Life

Radio review: A life shaped by a small, unassuming plant

Nuala McCann

Nuala McCann

Nuala McCann is an Irish News columnist and writes a weekly radio review.

Nuala McCann
Nuala McCann Nuala McCann

Open Country Radio 4

Alan Street’s life has been shaped by a delicate white flower – the harbinger of Spring.

The story begins in an old churchyard when he was just 16 and he spotted and named his first snowdrop.

He was still at school and wanted to be a psychiatric nurse but the flower enchanted him and changed the course of his future. He became a nursery man.

He is not alone as producer Polly Weston found when she interviewed him.
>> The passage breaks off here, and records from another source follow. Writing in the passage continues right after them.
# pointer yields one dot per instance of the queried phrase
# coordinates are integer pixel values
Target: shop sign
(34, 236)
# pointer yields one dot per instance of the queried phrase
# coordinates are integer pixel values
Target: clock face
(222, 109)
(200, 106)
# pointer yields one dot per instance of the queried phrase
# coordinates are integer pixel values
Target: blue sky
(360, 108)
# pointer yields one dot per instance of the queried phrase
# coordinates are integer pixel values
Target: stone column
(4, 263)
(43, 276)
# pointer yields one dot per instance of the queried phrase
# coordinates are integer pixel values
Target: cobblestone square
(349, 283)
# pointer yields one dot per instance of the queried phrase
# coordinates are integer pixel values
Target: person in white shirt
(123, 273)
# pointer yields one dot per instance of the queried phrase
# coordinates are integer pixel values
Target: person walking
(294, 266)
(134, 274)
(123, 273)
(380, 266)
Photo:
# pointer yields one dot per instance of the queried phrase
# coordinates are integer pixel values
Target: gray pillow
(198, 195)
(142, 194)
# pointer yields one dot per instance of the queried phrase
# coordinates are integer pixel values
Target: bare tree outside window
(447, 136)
Galantophilia is a little like Tulip Fever – the Dutch passion for the tulip that once saw a single bulb selling for the price of a house.

A single bulb of a certain snowdrop went for £1,300 on ebay, said Alan.
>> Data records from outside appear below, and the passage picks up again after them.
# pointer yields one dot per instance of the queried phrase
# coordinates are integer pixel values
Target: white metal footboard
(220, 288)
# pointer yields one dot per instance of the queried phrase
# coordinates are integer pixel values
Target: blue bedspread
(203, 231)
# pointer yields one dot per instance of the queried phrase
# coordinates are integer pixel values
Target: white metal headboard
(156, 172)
The quest for the snowdrop has even led to snowdrop crime …13,000 snowdrops were dug up one night recently from an abbey in Norfolk.
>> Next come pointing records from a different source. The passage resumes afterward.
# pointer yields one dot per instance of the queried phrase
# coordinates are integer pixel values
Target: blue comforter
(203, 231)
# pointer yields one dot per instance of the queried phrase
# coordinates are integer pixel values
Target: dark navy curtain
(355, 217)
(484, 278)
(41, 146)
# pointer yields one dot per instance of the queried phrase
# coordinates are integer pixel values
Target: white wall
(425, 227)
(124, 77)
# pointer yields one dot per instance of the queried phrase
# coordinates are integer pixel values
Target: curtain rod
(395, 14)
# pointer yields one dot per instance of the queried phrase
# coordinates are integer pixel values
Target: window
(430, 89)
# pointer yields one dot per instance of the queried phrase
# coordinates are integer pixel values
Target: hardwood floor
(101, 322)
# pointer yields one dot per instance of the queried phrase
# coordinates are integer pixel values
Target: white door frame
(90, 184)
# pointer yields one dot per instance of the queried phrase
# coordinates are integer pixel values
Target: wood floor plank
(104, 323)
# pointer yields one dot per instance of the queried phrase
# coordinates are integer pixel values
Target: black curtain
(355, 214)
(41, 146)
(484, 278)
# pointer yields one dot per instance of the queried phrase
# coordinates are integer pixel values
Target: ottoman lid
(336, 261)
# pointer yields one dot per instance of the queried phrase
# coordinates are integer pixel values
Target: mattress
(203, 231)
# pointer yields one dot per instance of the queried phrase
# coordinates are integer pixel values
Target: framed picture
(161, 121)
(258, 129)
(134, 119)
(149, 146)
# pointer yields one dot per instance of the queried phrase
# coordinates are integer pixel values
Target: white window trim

But money is not what interests Alan.

True gardeners are kind with their plants – once upon a time galantophiles shared their flowers just for the love of it, no money changed hands.

As this thoughtful gentle story unfolded, it became clear that Alan’s love is rooted in the people who shared his love of snowdrops; the people whose names live on in the dainty flowers.

The Victorians believed in the language of flowers, he said. The snowdrops come in January – the early harbingers of Spring – the first small white flowers to put their noses up out of the icy winter soil.

They were traditionally planted in graveyards – they are a small white message of hope.

He pointed out a snowdrop named Adam – called for a young man who died suddenly at a young age. He smiled down at Primrose, the formidable “queen of the snowdrop queens”.

So many of the flowers bear the names of friends who have passed away. It is how they live on.

He talked of how long ago, snowdrops were planted on paths leading to the privy outside people’s back doors. In the days before electric lights, you might find your way out and back by the soft glint of the little flowers in the darkness.

This was a beautiful, thoughtful study of a gardener’s life given meaning by the slow cultivation of the snowdrops. The snowdrop is a small unassuming plant but a tiny beacon of hope in dark days.